Entscheidungsstichwort (Thema)
Altersteilzeit. Anspruch
Leitsatz (amtlich)
Verlangt ein über 60-jähriger den Abschluss eines Altersteilzeitvertrages, kann der Anspruch nur versagt werden, wenn dringende betriebliche oder dienstliche Bedürfnisse dem entgegenstehen. Die Kosten der Altersteilzeit (Aufstockungsbetrag), die bei Nachbesetzung des Arbeitsplatzes zusätzlich zu der Vergütung für den neu eingestellten Arbeitsplatzinhaber anfallen, sind der Altersteilzeit immanent. Sie erfüllen den Versagungstatbestand nicht.
Normenkette
TV ATZ (öffentlicher Dienst) § 2 Abs. 2
Verfahrensgang
ArbG Bonn (Urteil vom 16.05.2006; Aktenzeichen 6 Ca 354/06) |
Tenor
Die Berufung der Beklagten gegen das Urteil des Arbeitsgerichts Bonn vom 16.05.2006 – Az.: 6 Ca 354/06 – wird auf deren Kosten zurückgewiesen.

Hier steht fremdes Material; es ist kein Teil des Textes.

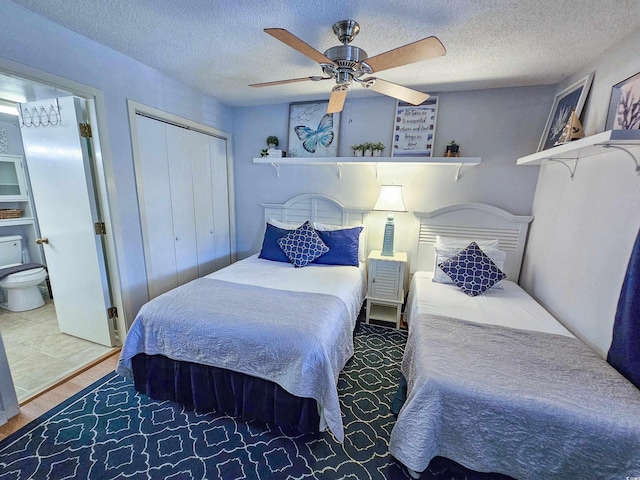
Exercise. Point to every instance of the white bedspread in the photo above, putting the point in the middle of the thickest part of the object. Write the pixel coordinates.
(507, 391)
(298, 333)
(510, 306)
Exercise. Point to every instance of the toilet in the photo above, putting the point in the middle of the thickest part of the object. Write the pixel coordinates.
(21, 288)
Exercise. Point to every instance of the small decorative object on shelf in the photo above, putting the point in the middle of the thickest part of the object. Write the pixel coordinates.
(272, 141)
(377, 149)
(572, 130)
(452, 150)
(368, 149)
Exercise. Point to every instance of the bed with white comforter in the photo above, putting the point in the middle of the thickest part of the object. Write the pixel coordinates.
(495, 383)
(291, 326)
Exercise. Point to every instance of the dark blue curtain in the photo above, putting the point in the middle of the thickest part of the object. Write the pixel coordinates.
(624, 353)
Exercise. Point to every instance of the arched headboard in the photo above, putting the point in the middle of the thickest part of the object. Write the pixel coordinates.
(315, 208)
(473, 221)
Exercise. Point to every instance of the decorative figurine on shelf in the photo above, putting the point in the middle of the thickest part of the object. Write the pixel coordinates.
(452, 150)
(272, 143)
(377, 149)
(572, 130)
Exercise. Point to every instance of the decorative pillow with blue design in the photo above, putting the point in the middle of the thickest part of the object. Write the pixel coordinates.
(303, 245)
(472, 270)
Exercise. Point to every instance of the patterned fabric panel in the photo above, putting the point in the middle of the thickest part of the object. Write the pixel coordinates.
(303, 245)
(472, 270)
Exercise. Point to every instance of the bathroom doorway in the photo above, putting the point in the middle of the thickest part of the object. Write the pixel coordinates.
(36, 333)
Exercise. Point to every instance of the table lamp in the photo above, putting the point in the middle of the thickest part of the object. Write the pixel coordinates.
(389, 200)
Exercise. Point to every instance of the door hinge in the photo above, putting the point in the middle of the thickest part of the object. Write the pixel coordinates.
(85, 130)
(100, 227)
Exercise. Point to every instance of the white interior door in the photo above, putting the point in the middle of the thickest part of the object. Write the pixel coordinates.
(63, 192)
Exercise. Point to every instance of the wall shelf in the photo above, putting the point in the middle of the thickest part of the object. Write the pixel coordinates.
(340, 161)
(598, 144)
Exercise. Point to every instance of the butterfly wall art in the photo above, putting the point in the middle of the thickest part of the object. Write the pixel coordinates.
(312, 131)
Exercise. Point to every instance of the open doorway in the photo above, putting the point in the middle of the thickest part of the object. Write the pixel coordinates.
(39, 353)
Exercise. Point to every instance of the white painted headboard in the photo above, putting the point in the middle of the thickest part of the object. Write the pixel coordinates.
(473, 221)
(315, 208)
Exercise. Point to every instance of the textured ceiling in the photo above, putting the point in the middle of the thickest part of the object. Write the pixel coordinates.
(218, 47)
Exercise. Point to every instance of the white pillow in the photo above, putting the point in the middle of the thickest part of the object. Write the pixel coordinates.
(362, 254)
(445, 253)
(284, 225)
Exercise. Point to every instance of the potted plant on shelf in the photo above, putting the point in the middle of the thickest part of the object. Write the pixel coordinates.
(452, 150)
(272, 141)
(377, 149)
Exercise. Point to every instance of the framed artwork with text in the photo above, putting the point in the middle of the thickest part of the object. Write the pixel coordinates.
(414, 128)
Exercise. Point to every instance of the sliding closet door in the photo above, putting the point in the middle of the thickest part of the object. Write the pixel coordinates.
(182, 178)
(202, 171)
(210, 190)
(182, 214)
(152, 175)
(220, 193)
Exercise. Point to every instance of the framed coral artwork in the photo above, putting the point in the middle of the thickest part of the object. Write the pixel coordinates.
(624, 107)
(571, 98)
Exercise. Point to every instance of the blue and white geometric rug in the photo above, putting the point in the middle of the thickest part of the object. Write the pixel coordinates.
(109, 431)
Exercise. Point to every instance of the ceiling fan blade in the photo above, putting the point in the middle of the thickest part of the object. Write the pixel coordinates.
(297, 44)
(424, 49)
(291, 80)
(336, 100)
(394, 90)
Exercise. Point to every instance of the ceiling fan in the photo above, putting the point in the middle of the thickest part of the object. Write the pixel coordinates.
(347, 63)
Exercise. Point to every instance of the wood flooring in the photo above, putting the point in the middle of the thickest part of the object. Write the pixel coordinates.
(36, 406)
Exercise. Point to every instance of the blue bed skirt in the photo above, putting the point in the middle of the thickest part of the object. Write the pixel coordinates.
(204, 389)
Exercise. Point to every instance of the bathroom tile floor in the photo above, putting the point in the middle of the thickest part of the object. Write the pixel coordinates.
(39, 355)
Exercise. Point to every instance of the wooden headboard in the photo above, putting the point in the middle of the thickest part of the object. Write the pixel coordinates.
(315, 208)
(473, 221)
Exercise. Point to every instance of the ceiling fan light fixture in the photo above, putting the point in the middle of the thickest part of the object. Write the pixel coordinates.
(347, 63)
(346, 30)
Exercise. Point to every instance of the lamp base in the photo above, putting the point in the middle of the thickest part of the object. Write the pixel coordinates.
(387, 243)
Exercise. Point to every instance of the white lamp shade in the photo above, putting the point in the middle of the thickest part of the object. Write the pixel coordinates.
(390, 199)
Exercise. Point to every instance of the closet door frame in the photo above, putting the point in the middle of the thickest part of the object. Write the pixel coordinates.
(136, 108)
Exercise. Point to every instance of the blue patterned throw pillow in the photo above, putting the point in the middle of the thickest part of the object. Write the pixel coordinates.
(303, 245)
(472, 270)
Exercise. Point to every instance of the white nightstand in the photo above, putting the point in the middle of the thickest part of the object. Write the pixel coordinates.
(385, 293)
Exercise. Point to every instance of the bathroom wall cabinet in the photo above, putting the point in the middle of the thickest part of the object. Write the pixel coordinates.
(15, 195)
(183, 191)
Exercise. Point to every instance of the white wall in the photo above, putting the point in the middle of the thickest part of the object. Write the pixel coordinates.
(31, 40)
(583, 232)
(498, 125)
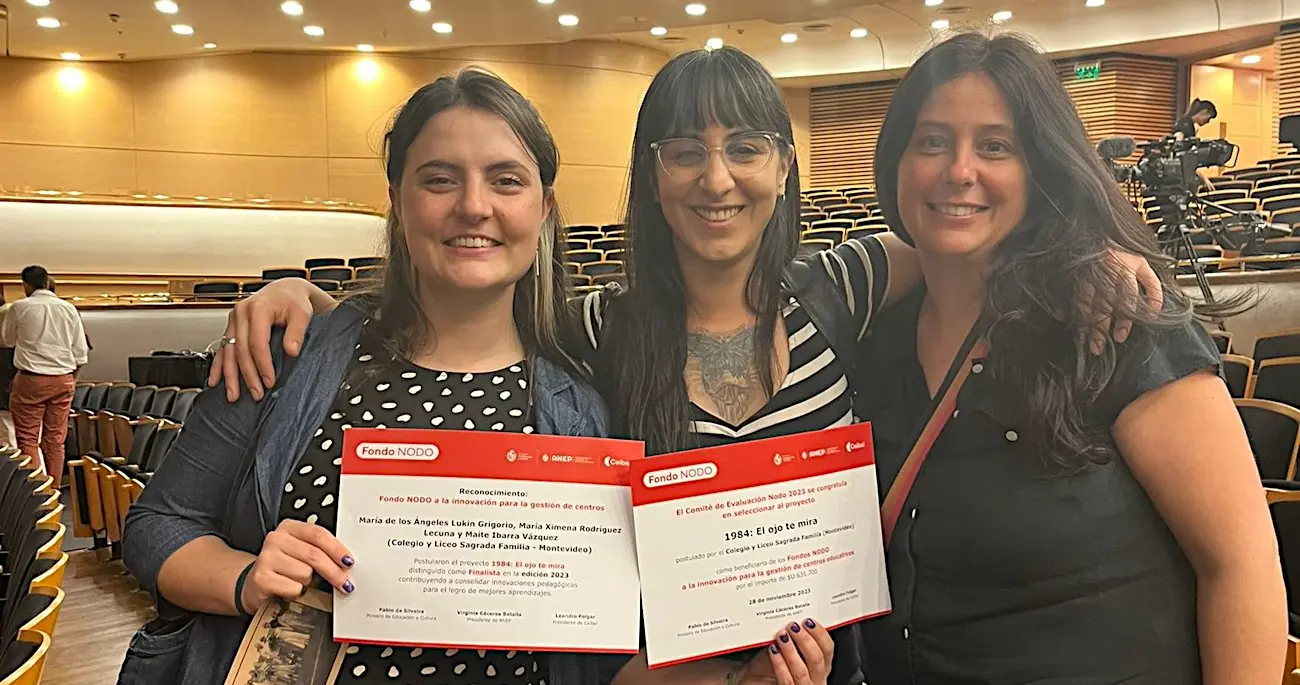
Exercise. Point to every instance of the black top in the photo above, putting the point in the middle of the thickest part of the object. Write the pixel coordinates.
(404, 395)
(1006, 569)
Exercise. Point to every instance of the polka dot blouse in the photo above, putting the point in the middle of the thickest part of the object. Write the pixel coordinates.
(403, 395)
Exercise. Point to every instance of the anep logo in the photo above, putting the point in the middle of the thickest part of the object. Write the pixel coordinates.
(411, 452)
(671, 476)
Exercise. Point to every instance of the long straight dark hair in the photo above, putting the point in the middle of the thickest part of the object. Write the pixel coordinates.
(1057, 254)
(541, 294)
(642, 358)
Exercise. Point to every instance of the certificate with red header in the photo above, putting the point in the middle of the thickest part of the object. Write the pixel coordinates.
(736, 542)
(494, 541)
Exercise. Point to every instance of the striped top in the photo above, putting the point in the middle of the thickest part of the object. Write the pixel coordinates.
(815, 391)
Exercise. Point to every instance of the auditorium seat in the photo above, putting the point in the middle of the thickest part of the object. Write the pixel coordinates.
(1236, 373)
(282, 272)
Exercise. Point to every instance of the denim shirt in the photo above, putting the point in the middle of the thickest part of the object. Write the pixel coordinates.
(203, 490)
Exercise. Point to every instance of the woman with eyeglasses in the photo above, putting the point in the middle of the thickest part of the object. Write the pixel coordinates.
(720, 336)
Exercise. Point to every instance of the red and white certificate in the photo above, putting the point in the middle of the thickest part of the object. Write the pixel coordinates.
(735, 542)
(497, 541)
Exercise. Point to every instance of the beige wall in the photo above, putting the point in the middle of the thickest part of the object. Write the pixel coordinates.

Die Revision wird zugelassen.
Tatbestand
Der Kläger begehrt den Abschluss eines Altersteilzeitarbeitsvertrages nach dem Tarifvertrag Altersteilzeit (TV ATZ) im sogenannten Blockmodell mit der Beklagten.
Der Kläger steht seit dem 01.01.1969 in einem Arbeitsverhältnis zu der Beklagten und ist derzeit als Zivilkraftfahrer beim Mobilitätscenter (MC) B beschäftigt. Der Kläger hat am 11.06.2004 das 60. Lebensjahr vollendet. Seit dem 01.01.2003 übt er seine Tätigkeit als Kraftfahrer bei der S GmbH im MC B aus. Die Beklagte hat ihr Rechtsverhältnis zur S GmbH durch einen Personalgestellungsvertrag geregelt (Bl. 37 ff. d. A.). Danach verpflichtet sich die Beklagte, Personal zur Tätigkeit bei der S GmbH zur Verfügung zu stellen und weiterhin die Personalkosten zu tragen. Die Beklagte hat sich verpflichtet, der S GmbH die Arbeitskraft eines gestellten Beschäftigten nicht durch Vereinbarung von Altersteilzeit zu entziehen ohne zuvor das Einverständnis der S GmbH eingeholt zu haben. Gemäß § 6 des Gestellungsvertrages ist die Beklagte berechtigt Personal aus dem Gestellungsverhältnis zurückzurufen. Aus der Gestellung ausgeschiedenes Personal wird durch die Beklagte nicht ersetzt.
Durch Erlass vom 16.03.2005 hat die Beklagte klargestellt, dass ein Anspruch auf Altersteilzeit nach dem TV ATZ grundsätzlich dann ausgeschlossen sein soll, wenn bei gestellten Arbeitnehmern der Arbeitsplatz bei Eintritt in die Freistellungsphase nachbesetzt werden muss.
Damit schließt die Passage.